Sofern unter dem Gesichtspunkt des repräsentativ-demokratischen Prinzips Bedenken gegen solche von Art117 Abs8 B-VG offenkundig zugelassenen Regelungen wie die im Prüfungsbeschluss genannten Bestimmungen bestehen, wäre vom Verfassungsgerichtshof daher gerade ihre bundesverfassungsgesetzliche Grundlage selbst in Prüfung zu ziehen gewesen.

1.1.4 Was das Verhältnis von Art117 Abs8 B-VG und Art118 Abs5 B-VG anbelangt, ist anzumerken, dass diese Bestimmungen im Stufenbau der Rechtsordnung gleichrangig sind. Es ist kein Grund ersichtlich, weshalb von einem Vorrang des Art118 Abs5 B-VG auszugehen sein sollte (so auch Müllner, Art117 B-VG, in: Korinek/Holoubek et al, Rz 76). Durch Art117 Abs8 B-VG wird im Sinne einer lex specialis ein Regel-Ausnahme-Prinzip statuiert bzw zugelassen, wodurch sich an der Ausgestaltung des 'demokratisch-parlamentarischen Systems' auf Gemeindeebene zwar Änderungen ergeben, aber nicht grundlegender Art. Die Grenze des Zulässigen im Hinblick auf die zentrale Stellung des Gemeinderates nach Art118 Abs5 B-VG wäre wohl überschritten, wenn die direktdemokratischen Instrumente auf Landesebene so ausgestaltet werden würden, dass direktdemokratische Entscheidungen innerhalb der Gemeinde zum Regelfall würden und damit der Gemeinderat ausgeschaltet würde (Pernthaler/Gstir, ZfV 2004, 750). Dadurch würde das 'demokratisch-parlamentarische System' wohl grundsätzlich geändert.
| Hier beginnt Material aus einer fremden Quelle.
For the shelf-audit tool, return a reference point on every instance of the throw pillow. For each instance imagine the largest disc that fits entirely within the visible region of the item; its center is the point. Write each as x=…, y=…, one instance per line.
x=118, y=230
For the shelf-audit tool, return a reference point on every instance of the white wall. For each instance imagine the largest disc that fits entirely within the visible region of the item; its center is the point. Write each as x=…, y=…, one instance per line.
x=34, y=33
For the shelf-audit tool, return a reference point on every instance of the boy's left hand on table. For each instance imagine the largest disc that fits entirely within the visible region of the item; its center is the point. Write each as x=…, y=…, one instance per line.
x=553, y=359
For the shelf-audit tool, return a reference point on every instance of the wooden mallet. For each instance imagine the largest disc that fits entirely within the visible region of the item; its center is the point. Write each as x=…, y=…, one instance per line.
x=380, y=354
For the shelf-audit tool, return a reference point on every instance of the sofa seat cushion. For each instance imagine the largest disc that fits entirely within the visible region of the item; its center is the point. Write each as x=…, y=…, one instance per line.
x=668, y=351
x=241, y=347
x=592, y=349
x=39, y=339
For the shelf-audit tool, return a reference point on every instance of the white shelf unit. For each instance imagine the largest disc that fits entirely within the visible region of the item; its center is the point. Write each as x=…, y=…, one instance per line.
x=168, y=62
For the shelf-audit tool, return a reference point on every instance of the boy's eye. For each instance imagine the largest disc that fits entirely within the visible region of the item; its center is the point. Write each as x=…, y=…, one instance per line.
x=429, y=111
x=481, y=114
Dies trifft auf die in Prüfung gezogenen landesverfassungsrechtlichen und einfachen landesgesetzlichen Vorschriften jedoch nicht zu, da diese zahlreiche Einschränkungen und Hürden für die Durchführung einer Volksabstimmung enthalten, wodurch dem Regel-Ausnahme-Prinzip Rechnung getragen wird und die zentrale Stellung des Gemeinderates grundsätzlich nicht berührt wird.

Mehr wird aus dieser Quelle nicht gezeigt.